Most Haunted Places in San Francisco


Every place holds eerie tales of strange happenings, made even more unsettling by the fact that the stories stem from something real in the not-so-distant past. It's all fun and games until you find yourself covered in goosebumps driving past that rundown house or hiking through that pitch-black neck of the woods alone...
As Halloween rolls around, we dare you to scope out some of San Francisco's best haunted places. They're probably right in your neighborhood. However, beware! Of going by yourself...

The Suicides of Sutro Forest
Today, the misty woods of Sutro Forest are one of San Francisco's most beautiful places to hike, but in 1904, the forest was so dark and so secluded, people would often go there for one thing: suicide. Eventually, some unlucky hikers stumbled upon the gruesome sight of decomposed bodies hanging from the trees. The forest was so dense that several bodies hung among the trees for weeks before they were found. Locals agree the forest is indeed haunted; I mean, what else would explain the sounds of hair-raising moans or shadowed figures shifting through the trees?

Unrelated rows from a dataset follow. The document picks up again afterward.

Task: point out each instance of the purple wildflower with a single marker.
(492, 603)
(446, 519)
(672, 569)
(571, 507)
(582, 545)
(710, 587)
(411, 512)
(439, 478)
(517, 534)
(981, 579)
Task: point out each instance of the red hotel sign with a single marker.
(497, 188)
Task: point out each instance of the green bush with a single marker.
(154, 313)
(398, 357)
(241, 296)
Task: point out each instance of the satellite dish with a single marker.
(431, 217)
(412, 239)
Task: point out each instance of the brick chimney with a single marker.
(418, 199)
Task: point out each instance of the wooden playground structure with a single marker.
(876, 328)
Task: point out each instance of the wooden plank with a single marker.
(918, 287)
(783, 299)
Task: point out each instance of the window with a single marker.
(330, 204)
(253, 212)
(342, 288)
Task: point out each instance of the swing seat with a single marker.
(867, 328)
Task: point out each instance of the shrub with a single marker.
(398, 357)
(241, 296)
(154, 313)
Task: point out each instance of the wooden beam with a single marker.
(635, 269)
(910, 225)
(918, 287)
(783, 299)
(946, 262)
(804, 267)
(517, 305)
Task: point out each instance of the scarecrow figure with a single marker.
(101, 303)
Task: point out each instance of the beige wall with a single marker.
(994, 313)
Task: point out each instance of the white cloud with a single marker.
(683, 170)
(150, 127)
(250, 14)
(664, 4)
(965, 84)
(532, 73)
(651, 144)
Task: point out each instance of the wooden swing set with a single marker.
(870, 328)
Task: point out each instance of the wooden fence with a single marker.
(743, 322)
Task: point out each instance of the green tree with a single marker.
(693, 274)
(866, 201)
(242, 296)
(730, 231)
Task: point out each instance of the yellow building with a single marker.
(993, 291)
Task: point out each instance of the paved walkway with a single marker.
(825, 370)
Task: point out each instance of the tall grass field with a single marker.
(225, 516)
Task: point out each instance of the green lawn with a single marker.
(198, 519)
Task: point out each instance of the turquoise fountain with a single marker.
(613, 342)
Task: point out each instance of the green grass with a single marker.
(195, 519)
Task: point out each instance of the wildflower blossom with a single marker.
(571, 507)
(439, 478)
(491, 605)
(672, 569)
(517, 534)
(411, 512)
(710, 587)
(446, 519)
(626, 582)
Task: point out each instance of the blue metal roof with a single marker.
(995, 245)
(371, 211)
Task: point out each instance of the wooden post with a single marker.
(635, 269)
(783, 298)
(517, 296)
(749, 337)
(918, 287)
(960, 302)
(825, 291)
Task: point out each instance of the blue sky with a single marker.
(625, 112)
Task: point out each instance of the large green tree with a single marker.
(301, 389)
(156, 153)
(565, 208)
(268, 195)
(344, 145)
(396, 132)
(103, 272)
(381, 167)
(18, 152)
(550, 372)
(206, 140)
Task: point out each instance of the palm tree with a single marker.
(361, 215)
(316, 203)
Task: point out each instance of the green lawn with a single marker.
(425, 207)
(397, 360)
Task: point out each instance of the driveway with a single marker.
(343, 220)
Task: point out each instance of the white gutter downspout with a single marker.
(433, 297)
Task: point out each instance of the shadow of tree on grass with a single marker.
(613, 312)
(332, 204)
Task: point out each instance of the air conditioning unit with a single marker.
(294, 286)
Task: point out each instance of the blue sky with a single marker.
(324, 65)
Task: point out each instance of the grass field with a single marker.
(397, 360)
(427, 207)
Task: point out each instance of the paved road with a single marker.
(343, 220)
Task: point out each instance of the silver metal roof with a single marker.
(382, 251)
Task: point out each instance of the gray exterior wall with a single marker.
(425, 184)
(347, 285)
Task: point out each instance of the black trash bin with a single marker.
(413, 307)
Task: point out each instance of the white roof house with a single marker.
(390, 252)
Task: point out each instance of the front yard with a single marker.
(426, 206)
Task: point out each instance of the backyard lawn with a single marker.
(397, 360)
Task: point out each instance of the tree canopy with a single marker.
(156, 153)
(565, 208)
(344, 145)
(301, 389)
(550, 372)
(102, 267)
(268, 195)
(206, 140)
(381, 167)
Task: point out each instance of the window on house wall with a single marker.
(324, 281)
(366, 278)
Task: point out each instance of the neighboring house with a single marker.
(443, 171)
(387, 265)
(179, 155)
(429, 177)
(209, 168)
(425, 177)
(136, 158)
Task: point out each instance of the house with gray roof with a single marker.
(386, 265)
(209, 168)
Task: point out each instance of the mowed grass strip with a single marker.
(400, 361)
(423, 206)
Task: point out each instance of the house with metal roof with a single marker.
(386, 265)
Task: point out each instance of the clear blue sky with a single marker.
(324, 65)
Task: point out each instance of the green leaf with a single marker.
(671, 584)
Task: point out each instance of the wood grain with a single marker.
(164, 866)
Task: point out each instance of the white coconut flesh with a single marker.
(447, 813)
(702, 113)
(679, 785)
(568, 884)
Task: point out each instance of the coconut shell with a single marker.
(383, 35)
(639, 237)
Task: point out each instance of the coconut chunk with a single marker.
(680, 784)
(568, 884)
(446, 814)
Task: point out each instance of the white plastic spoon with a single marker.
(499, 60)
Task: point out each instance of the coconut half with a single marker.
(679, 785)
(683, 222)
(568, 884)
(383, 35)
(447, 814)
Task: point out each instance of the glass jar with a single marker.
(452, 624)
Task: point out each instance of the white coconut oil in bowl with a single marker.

Chinese Immigrants of Cameron House
A red and gold charm hangs from every door in the Cameron House to seal in the spirits of immigrants who haunt this place...
In the 1880's, a 19-year-old missionary named Donaldina Cameron traversed the city, rescuing illegal female Chinese immigrants from violent and often short-lived lives of prostitution. The building served as a safe house for these young girls, where they were housed and cared for in their vulnerable states. The house though, was frequently under siege, both by brothel owners and immigration police alike. When the Cameron House was rebuilt after the 1906 earthquake, Donaldina made sure that the basement was newly constructed with hidden passages for the girls to hide. Tragically, the young girls burned to death behind the locked doors of these basement passages when locals set fire to the home. Their broken souls still haunt the premises, granting chilling appearances to guests and staff members alike.

Young Mr. Tarr of Curran Theater
In 1922, young Hewlett Tarr was working at the Curran Theater box office when Eddie Anderson attempted to rob the theater. On his way out, Anderson's gun accidentally fired and killed Mr. Tarr. Tarr has not left the theater ever since. He hangs around the lobby, showing his visage, as he chooses, in the reflection of the large mirror that hangs near the entrance.

Miss Mary Lake of Queen Anne Hotel
The hospitable ghost of Miss Mary Lake, the headmistress of the 1890's All-Girls Boarding School, now known as Queen Anne Hotel, is said to haunt rooms 410 and 414 because she was not ready to give up her school when it was purchased by another buyer. Guests report having their pillows fluffed, bags mysteriously unpacked for them, and even being tucked into bed.

The Woman in White at Stow Lake
Decades ago, a young woman was walking her baby in a stroller around Stow Lake when she became tired and sat down on a bench to rest. Another woman joined her, but while they were chatting, the stroller silently rolled into the lake. When the woman realized her baby was gone, she panicked and dashed around Stow Lake for hours, asking strangers if they had seen her baby. According to the legend, the frantic mother eventually jumped into the lake and was never seen again. Late at night, she stalls cars, moves the statue on the lake, and approaches you in a white dress, asking you if you've seen her baby.



Christina Wong is a Bay Area native who loves to travel the world, but always finds her way back to California.